Itulah mengapa di kawasan pengunungan Dieng muncul fenomena yang dikenal sebagai embun upas. Empun Upas ini menyerupai kristal-kristal es yang menempel di daun tetumbuhan, karena membeku akibat menurunnya suhu yang terjadi.
Lalu mengapa suhu udara bisa turun pada malam hari saat puncak kemarau terjadi? Menurut petugas BMKG Semarang (Badan Meteorologi Klimatologi Geofisika Stasiun Ahmad Yani Semarang), Noor Jannah menyebut ini adalah hal yang wajar terjadi di musim kemarau.
Menurutnya, pada musim kemarau tutupan awan di lapisan udara menjadi tipis, atau relatif kecil terjadi. Sehingga pada malam hari, suhu panas matahari yang sempat turun di siang hari, dilepaskan kembali ke udara tanpa ada halangan.
Sehingga suhu di permukaan bumi akan menjadi cepat lebih dingin. Karena suhu panas yang dipancarkan bumi tidak terperangkap oleh awan yang berada di angkasa.
“Sehingga Bumi lebih cepat mengeluarkan panasnya dan untuk suhu di sekitar permukaan, bumi bisa lebih dingin daripada biasanya,” jelas Noor Jannah seperti dilansir dari kompas.com.
Lalu akan sampai kapan fenomena mbediding ini akan berlangsung? Menurut Noor Jannah, fenomena ini masih akan berlanjut sampai puncak kemarau terjadi, di sekitar Agustus dan September nanti.
Fenomena ini, untuk wilayah daratan rendah akan memberi dampak penurunan suhu sekitar 2 sampai 4 derajat dibanding biasanya. Namun di wilayah pegunungan seperti Dieng, penurunan suhu bisa terjadi sangat drastis.

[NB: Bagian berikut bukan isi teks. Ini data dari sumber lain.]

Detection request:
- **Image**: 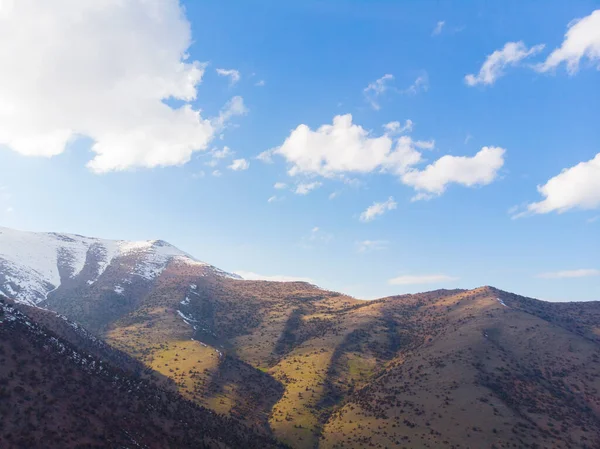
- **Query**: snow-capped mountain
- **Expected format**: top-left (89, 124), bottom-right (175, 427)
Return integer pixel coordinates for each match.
top-left (0, 227), bottom-right (236, 305)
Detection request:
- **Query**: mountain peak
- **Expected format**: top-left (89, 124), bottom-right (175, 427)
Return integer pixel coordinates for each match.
top-left (0, 227), bottom-right (236, 304)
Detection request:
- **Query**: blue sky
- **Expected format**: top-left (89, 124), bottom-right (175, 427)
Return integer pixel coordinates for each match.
top-left (0, 0), bottom-right (600, 301)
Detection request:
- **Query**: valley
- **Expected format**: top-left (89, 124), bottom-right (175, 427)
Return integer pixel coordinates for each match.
top-left (0, 228), bottom-right (600, 449)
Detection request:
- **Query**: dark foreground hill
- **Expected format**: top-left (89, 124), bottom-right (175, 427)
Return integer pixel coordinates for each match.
top-left (0, 229), bottom-right (600, 449)
top-left (0, 298), bottom-right (284, 449)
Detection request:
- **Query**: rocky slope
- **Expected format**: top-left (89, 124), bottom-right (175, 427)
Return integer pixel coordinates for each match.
top-left (0, 297), bottom-right (280, 449)
top-left (0, 226), bottom-right (600, 448)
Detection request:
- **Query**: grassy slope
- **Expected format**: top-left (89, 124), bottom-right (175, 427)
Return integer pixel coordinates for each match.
top-left (49, 256), bottom-right (600, 448)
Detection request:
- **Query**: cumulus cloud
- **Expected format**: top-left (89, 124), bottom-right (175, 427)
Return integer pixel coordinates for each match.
top-left (388, 274), bottom-right (459, 285)
top-left (537, 268), bottom-right (600, 279)
top-left (217, 69), bottom-right (241, 86)
top-left (227, 159), bottom-right (250, 171)
top-left (536, 9), bottom-right (600, 74)
top-left (431, 20), bottom-right (446, 36)
top-left (234, 271), bottom-right (314, 284)
top-left (356, 240), bottom-right (389, 253)
top-left (270, 114), bottom-right (431, 177)
top-left (363, 73), bottom-right (394, 111)
top-left (294, 181), bottom-right (322, 195)
top-left (383, 119), bottom-right (413, 136)
top-left (211, 146), bottom-right (233, 159)
top-left (465, 41), bottom-right (544, 86)
top-left (0, 0), bottom-right (246, 172)
top-left (513, 153), bottom-right (600, 218)
top-left (360, 196), bottom-right (398, 223)
top-left (402, 147), bottom-right (505, 199)
top-left (258, 114), bottom-right (505, 199)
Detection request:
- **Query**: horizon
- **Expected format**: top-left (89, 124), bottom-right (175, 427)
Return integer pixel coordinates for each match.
top-left (0, 0), bottom-right (600, 302)
top-left (0, 226), bottom-right (599, 303)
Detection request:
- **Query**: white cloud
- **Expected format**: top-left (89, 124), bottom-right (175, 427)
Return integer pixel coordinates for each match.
top-left (294, 181), bottom-right (322, 195)
top-left (363, 73), bottom-right (394, 111)
top-left (356, 240), bottom-right (389, 253)
top-left (0, 186), bottom-right (14, 214)
top-left (213, 96), bottom-right (248, 129)
top-left (431, 20), bottom-right (446, 36)
top-left (0, 0), bottom-right (246, 172)
top-left (256, 149), bottom-right (275, 164)
top-left (465, 41), bottom-right (544, 86)
top-left (536, 9), bottom-right (600, 74)
top-left (234, 271), bottom-right (314, 284)
top-left (388, 274), bottom-right (459, 285)
top-left (360, 196), bottom-right (398, 222)
top-left (514, 153), bottom-right (600, 218)
top-left (537, 269), bottom-right (600, 279)
top-left (258, 114), bottom-right (505, 198)
top-left (383, 119), bottom-right (413, 136)
top-left (402, 147), bottom-right (505, 200)
top-left (217, 69), bottom-right (241, 86)
top-left (227, 159), bottom-right (250, 171)
top-left (272, 114), bottom-right (431, 177)
top-left (211, 146), bottom-right (233, 159)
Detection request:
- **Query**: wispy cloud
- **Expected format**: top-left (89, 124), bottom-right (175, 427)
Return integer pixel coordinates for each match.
top-left (465, 41), bottom-right (544, 86)
top-left (227, 159), bottom-right (250, 171)
top-left (513, 153), bottom-right (600, 218)
top-left (216, 69), bottom-right (242, 86)
top-left (535, 9), bottom-right (600, 75)
top-left (294, 181), bottom-right (322, 195)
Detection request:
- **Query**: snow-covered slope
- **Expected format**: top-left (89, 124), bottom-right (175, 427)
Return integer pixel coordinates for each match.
top-left (0, 227), bottom-right (237, 304)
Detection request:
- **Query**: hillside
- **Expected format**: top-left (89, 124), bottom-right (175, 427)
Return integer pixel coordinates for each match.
top-left (0, 298), bottom-right (284, 448)
top-left (0, 226), bottom-right (600, 448)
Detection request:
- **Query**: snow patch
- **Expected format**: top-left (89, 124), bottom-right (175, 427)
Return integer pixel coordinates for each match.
top-left (496, 298), bottom-right (508, 307)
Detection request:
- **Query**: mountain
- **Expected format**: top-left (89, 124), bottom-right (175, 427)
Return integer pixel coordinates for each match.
top-left (0, 297), bottom-right (280, 449)
top-left (0, 227), bottom-right (238, 331)
top-left (0, 226), bottom-right (600, 448)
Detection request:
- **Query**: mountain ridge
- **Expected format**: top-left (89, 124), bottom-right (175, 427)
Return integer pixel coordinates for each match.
top-left (0, 226), bottom-right (600, 449)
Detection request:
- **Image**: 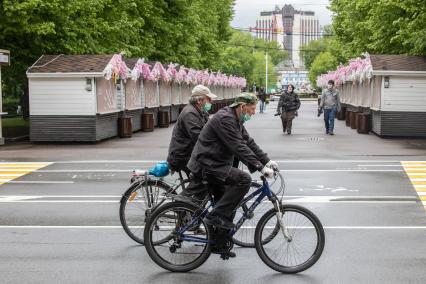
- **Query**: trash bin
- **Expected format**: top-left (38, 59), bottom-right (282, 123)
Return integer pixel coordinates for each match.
top-left (350, 111), bottom-right (358, 129)
top-left (356, 113), bottom-right (371, 134)
top-left (142, 112), bottom-right (154, 132)
top-left (158, 110), bottom-right (170, 128)
top-left (337, 106), bottom-right (346, 120)
top-left (345, 109), bottom-right (351, 126)
top-left (118, 116), bottom-right (133, 138)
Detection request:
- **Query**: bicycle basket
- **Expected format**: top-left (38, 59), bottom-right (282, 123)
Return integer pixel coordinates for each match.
top-left (149, 161), bottom-right (170, 177)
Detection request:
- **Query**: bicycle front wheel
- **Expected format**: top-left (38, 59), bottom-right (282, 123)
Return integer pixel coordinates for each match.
top-left (119, 180), bottom-right (172, 245)
top-left (144, 201), bottom-right (211, 272)
top-left (255, 204), bottom-right (325, 273)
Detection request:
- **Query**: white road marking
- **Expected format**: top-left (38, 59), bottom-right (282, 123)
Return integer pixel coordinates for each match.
top-left (0, 195), bottom-right (418, 204)
top-left (29, 169), bottom-right (404, 173)
top-left (0, 225), bottom-right (426, 230)
top-left (0, 180), bottom-right (74, 184)
top-left (0, 159), bottom-right (417, 164)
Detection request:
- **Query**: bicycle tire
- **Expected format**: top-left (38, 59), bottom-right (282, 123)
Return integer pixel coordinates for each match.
top-left (144, 201), bottom-right (211, 272)
top-left (255, 204), bottom-right (325, 274)
top-left (119, 180), bottom-right (172, 245)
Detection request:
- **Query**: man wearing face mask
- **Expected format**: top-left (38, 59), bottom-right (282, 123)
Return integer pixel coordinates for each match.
top-left (188, 94), bottom-right (278, 229)
top-left (318, 80), bottom-right (340, 135)
top-left (167, 85), bottom-right (217, 175)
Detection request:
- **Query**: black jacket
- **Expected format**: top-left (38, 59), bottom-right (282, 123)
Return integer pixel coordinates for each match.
top-left (167, 104), bottom-right (208, 170)
top-left (258, 90), bottom-right (266, 102)
top-left (188, 107), bottom-right (269, 180)
top-left (277, 92), bottom-right (300, 113)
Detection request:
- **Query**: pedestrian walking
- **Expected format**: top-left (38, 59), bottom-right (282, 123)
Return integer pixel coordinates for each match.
top-left (318, 80), bottom-right (340, 135)
top-left (277, 84), bottom-right (300, 134)
top-left (258, 87), bottom-right (266, 113)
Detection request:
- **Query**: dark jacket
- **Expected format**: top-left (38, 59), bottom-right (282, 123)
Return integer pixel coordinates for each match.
top-left (277, 92), bottom-right (300, 113)
top-left (258, 90), bottom-right (266, 102)
top-left (188, 107), bottom-right (269, 181)
top-left (167, 104), bottom-right (208, 170)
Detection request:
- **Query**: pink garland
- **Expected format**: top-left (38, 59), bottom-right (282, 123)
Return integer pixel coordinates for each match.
top-left (141, 63), bottom-right (155, 81)
top-left (151, 61), bottom-right (170, 82)
top-left (175, 65), bottom-right (186, 84)
top-left (167, 63), bottom-right (178, 81)
top-left (103, 54), bottom-right (129, 80)
top-left (125, 57), bottom-right (247, 88)
top-left (317, 53), bottom-right (373, 88)
top-left (185, 68), bottom-right (198, 85)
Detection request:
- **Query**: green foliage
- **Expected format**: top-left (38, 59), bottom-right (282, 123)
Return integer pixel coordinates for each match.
top-left (309, 51), bottom-right (339, 85)
top-left (330, 0), bottom-right (426, 55)
top-left (219, 31), bottom-right (287, 87)
top-left (0, 0), bottom-right (234, 97)
top-left (300, 26), bottom-right (359, 70)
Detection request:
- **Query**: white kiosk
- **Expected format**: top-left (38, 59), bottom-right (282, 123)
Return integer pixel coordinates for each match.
top-left (0, 49), bottom-right (10, 145)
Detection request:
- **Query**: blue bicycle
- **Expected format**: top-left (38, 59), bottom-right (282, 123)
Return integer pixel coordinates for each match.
top-left (144, 171), bottom-right (325, 273)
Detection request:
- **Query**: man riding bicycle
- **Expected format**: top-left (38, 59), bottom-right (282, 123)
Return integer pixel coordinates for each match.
top-left (188, 94), bottom-right (278, 229)
top-left (167, 85), bottom-right (217, 175)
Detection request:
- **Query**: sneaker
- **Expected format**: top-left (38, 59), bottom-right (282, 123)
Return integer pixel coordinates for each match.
top-left (211, 246), bottom-right (237, 258)
top-left (204, 214), bottom-right (235, 230)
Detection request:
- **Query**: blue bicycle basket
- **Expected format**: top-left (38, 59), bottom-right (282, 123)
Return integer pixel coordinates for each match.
top-left (149, 161), bottom-right (169, 177)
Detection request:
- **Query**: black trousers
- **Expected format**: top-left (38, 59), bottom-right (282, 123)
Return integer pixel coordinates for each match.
top-left (184, 168), bottom-right (251, 221)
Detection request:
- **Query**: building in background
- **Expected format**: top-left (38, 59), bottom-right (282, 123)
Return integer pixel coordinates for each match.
top-left (252, 5), bottom-right (321, 68)
top-left (254, 7), bottom-right (284, 47)
top-left (278, 67), bottom-right (311, 92)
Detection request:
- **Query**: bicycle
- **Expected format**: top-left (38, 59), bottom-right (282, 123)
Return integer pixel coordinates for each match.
top-left (144, 170), bottom-right (325, 273)
top-left (119, 166), bottom-right (261, 247)
top-left (119, 170), bottom-right (190, 245)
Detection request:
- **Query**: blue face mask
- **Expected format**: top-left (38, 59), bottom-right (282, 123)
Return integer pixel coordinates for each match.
top-left (203, 103), bottom-right (212, 111)
top-left (241, 105), bottom-right (251, 122)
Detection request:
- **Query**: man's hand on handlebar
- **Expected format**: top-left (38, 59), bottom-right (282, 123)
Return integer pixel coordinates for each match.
top-left (260, 166), bottom-right (274, 178)
top-left (265, 160), bottom-right (278, 171)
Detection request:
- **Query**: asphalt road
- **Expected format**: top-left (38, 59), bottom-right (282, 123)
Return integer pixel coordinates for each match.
top-left (0, 102), bottom-right (426, 283)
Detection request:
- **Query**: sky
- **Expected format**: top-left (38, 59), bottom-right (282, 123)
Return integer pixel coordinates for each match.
top-left (231, 0), bottom-right (331, 28)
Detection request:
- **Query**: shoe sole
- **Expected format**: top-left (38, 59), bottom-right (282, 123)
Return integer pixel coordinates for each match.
top-left (203, 218), bottom-right (235, 230)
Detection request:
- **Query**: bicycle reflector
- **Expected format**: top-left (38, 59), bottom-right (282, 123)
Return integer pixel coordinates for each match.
top-left (149, 161), bottom-right (169, 177)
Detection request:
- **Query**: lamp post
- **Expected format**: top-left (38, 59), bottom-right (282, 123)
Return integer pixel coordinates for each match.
top-left (0, 49), bottom-right (10, 145)
top-left (265, 51), bottom-right (268, 93)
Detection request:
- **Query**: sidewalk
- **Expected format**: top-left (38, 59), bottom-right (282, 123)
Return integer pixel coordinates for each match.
top-left (0, 101), bottom-right (426, 162)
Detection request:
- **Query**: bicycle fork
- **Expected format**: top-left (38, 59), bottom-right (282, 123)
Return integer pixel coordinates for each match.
top-left (271, 198), bottom-right (292, 242)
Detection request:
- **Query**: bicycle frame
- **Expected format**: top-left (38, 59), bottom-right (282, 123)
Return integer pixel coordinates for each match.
top-left (177, 176), bottom-right (280, 243)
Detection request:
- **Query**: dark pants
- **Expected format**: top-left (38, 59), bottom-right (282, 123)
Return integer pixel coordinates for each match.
top-left (184, 168), bottom-right (251, 221)
top-left (259, 100), bottom-right (266, 113)
top-left (324, 108), bottom-right (337, 133)
top-left (281, 110), bottom-right (296, 132)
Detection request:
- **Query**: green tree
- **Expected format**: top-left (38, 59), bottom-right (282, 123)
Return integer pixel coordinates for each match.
top-left (330, 0), bottom-right (426, 55)
top-left (309, 51), bottom-right (339, 86)
top-left (0, 0), bottom-right (234, 101)
top-left (219, 31), bottom-right (287, 89)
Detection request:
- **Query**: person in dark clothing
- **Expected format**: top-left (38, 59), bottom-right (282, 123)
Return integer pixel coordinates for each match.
top-left (167, 85), bottom-right (216, 175)
top-left (188, 94), bottom-right (278, 229)
top-left (318, 80), bottom-right (341, 135)
top-left (277, 84), bottom-right (300, 134)
top-left (258, 87), bottom-right (266, 113)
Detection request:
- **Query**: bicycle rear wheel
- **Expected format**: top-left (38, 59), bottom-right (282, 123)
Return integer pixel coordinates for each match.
top-left (119, 180), bottom-right (172, 245)
top-left (255, 204), bottom-right (325, 273)
top-left (144, 201), bottom-right (211, 272)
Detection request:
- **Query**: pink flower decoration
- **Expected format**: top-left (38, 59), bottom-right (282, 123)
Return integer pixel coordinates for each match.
top-left (167, 63), bottom-right (178, 81)
top-left (151, 61), bottom-right (170, 82)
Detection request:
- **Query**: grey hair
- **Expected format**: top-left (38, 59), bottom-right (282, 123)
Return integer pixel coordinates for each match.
top-left (189, 95), bottom-right (205, 105)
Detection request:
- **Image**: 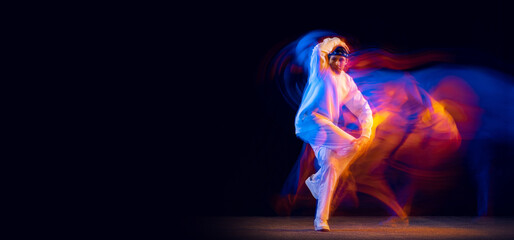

“Di Dieng, untuk suhu terendahnya bisa mencapai nol derajat untuk puncak musim kemarau ini. Nanti akan bisa kita jumpai seperti embun embun upas di wilayah sana,” lanjutnya.
Bersamaan dengan fenomena mbedhidhing ini, biasanya akan memunculkan potensi kekeringan di sejumlah wilayah. Di wilayah pesisir selatan, seperti Wonogiri, potensi kekeringan akan bisa terjadi, demikian juga di pesisir utara seperti di Rembang.
“Bagi wilayah yang memang langganan kekeringan di musim kemarau ini, imbauannya untuk suplai air bersih seperti itu, untuk koordinasinya dengan BPBD. Karena kalau memang ngandalin hujan udah enggak bisa,” tandasnya.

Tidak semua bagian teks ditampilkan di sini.